CALCIO SERIE C
Gabriele Terziani
L’Arezzo torna al lavoro con il mirino puntato su domenica, quando al “Del Duca” andrà in scena la sfida contro l’Ascoli, big match della quindicesima giornata. Oggi, in merito alla trasferta, sono attese comunicazioni ufficiali subito dopo la riunione del Gos (Gruppo Operativo di Sicurezza). Ma ci sono ottime probabilità che sia aperta a tutti, perché l’Osservatorio Nazionale che non ha inserito Ascoli-Arezzo tra le partite a rischio. Ma un problema non è di certo per Gabriele Terziani che lui, non essendo residente nell’Aretino, può andare ovunque. Come è successo a Terni e a Perugia. Gabriele infatti, è aretino ma vive in Lussemburgo per lavoro ed è stato l’unico tifoso amaranto presente nella gradinata del Liberati, mentre al Curi è stato fatto accomodare in tribuna laterale. “A Terni è stata un’esperienza surreale - racconta Gabriele - Tanto che quando sono arrivato a Perugia, già sapevano chi ero”.

“Al Liberati ero completamente solo in un settore chiuso, con sei poliziotti, alcuni steward e dei volontari della Croce Rossa. I vigili del fuoco, dal campo, mi hanno persino passato una bottiglietta d’acqua”. “All’inizio c’è stata un po’ di confusione - spiega - Gli steward mi avevano detto che il settore era chiuso, poi è arrivata la polizia: controllato il biglietto, passaporto e certificato di residenza all’estero, mi hanno fatto entrare. Alla fine della partita mi hanno perfino scortato fino alla stazione. Peccato che a Terni i giocatori non sono potuti venire a salutarmi per la conformità del settore. A Perugia, invece, lo hanno fatto”. Gabriele porta sempre dietro una vecchia bandiera amaranto fatta in casa: “Mia mamma mi ha prestato un manico di scopa. Lì ho legato la bandiera ed è diventata il mio vessillo, che ho portato anche al Curi”. Una scena che ha fatto il giro del web. E adesso Gabriele è pronto per Ascoli con un occhio ancora più in là: “Aspetto solo di capire le modalità della trasferta al De Duca. Nel frattempo, ho già prenotato i voli per Sassari”, il match contro la Torres che chiuderà il 2025. La sua passione per i colori amaranto nasce presto in famiglia: “Il primo ricordo nitido è Arezzo–Varese, la partita della promozione in B con Mario Somma. Avevo sette anni, ero allo stadio con mio fratello, mio cugino e i nostri genitori”.

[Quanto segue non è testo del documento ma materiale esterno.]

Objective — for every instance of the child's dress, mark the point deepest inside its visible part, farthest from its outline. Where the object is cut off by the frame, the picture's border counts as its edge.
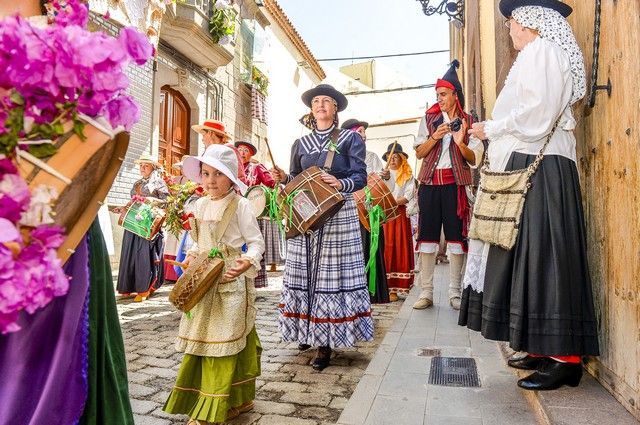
(218, 336)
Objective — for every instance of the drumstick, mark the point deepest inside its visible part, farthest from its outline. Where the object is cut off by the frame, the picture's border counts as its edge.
(393, 149)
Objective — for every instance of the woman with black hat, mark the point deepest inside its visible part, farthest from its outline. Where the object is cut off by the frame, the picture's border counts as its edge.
(537, 295)
(398, 248)
(141, 261)
(325, 302)
(257, 174)
(374, 165)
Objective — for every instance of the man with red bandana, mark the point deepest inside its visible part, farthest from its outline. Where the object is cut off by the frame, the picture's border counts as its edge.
(447, 157)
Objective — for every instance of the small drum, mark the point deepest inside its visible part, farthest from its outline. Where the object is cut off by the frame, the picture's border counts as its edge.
(200, 277)
(88, 168)
(258, 197)
(142, 219)
(380, 195)
(306, 202)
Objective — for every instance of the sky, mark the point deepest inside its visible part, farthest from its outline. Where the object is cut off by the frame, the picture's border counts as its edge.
(351, 28)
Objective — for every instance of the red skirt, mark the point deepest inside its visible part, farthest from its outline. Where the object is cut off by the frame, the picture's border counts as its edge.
(398, 253)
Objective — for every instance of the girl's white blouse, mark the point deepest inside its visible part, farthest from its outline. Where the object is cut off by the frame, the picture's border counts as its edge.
(537, 90)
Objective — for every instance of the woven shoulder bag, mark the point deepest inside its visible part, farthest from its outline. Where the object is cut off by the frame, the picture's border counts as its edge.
(497, 212)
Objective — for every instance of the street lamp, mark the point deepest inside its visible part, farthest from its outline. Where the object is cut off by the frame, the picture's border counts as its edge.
(454, 9)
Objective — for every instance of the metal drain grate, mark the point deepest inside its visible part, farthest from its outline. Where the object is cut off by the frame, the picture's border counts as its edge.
(454, 372)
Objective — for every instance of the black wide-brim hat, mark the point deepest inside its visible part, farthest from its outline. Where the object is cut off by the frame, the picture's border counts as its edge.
(354, 123)
(247, 144)
(508, 6)
(397, 150)
(325, 90)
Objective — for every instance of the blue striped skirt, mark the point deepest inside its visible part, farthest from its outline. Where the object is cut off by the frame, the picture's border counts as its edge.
(325, 301)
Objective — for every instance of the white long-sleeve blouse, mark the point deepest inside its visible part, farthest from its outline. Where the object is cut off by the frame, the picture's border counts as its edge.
(537, 90)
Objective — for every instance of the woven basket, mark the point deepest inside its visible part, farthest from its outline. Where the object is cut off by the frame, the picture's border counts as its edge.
(200, 277)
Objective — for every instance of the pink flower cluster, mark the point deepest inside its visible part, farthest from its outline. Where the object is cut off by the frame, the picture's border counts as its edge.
(31, 273)
(65, 64)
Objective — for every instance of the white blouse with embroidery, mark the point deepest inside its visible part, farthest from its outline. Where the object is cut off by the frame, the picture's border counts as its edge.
(243, 229)
(537, 90)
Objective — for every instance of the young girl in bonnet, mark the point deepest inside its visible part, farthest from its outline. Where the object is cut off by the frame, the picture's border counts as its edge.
(216, 380)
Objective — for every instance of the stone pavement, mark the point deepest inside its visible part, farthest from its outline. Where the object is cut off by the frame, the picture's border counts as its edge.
(395, 390)
(289, 391)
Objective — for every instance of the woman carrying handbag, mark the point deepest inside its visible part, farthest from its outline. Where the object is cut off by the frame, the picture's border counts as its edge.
(527, 278)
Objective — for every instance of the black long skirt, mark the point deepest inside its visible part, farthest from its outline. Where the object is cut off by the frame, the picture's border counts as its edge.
(538, 295)
(382, 289)
(141, 264)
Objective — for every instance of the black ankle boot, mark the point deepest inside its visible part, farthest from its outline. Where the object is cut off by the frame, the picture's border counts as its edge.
(552, 375)
(321, 361)
(526, 363)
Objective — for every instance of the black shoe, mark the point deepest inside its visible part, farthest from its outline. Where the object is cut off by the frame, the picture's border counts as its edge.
(552, 375)
(526, 363)
(322, 360)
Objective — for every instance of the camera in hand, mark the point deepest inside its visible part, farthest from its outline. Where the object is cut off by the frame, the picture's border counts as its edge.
(456, 124)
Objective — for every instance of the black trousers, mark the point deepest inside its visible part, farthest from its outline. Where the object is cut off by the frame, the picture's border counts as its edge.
(439, 210)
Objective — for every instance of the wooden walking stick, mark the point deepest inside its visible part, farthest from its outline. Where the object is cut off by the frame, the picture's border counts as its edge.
(393, 149)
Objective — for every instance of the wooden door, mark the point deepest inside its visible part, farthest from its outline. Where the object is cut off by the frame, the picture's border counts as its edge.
(175, 116)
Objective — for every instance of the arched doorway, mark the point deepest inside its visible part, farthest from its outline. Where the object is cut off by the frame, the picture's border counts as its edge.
(175, 116)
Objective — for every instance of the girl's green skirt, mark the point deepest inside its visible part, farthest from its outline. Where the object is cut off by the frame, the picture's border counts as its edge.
(207, 387)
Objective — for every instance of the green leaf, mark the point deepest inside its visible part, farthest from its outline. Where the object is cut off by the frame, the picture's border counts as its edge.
(78, 128)
(16, 98)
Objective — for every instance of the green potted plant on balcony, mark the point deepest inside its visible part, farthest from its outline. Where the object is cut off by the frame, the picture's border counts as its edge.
(259, 80)
(222, 24)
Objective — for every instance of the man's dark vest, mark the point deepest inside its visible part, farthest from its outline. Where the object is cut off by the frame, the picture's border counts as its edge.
(461, 169)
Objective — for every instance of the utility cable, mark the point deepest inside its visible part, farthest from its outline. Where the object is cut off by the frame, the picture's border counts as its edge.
(385, 56)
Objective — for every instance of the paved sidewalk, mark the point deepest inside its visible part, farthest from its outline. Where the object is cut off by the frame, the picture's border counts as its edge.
(395, 390)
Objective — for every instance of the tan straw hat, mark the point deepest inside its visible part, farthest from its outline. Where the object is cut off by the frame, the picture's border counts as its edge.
(212, 125)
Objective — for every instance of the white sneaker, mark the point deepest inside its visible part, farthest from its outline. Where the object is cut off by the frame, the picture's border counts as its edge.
(455, 303)
(423, 303)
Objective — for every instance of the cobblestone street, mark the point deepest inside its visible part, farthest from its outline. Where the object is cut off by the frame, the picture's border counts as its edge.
(289, 391)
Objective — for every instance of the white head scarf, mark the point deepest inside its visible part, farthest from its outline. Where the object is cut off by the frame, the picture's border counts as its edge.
(553, 26)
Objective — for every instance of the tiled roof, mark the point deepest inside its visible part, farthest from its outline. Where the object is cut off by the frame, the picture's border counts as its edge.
(283, 21)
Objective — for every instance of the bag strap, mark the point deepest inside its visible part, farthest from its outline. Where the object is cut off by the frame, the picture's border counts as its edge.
(330, 152)
(536, 163)
(221, 228)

Il primo abbonamento arriva a 15 anni, “l’anno di Martinez e Raso”, poi gli studi universitari e il trasferimento all’estero rendono più difficili le presenze allo stadio. “Sono circa dieci anni che non vivo più ad Arezzo, tra lavoro e Università, e quattro che sono in Lussemburgo. Di solito riesco a venire 2-3 volte l’anno, vicino alle feste e a seguire le partite di quel periodo”. Sul calciatore preferito, non ha dubbi: “Shaka Mawuli. Sempre disponibile con i tifosi. Ha una mentalità importante e un ruolo complicatissimo, che passa quasi inosservato ma fa la differenza. Peccato per il brutto infortunio: speriamo di non soffrire troppo la sua assenza in mezzo al campo”. E la domanda: l’Arezzo può davvero sognare la Serie B? “Sì, ci credo. Insieme ai ragazzi in Curva Sud siamo ottimisti e ci stiamo divertendo tantissimo. Vincere la C è un po’ come costruire lo stadio nuovo: due cose ugualmente complicate, ma entrambe sarebbero imprese grandiose”.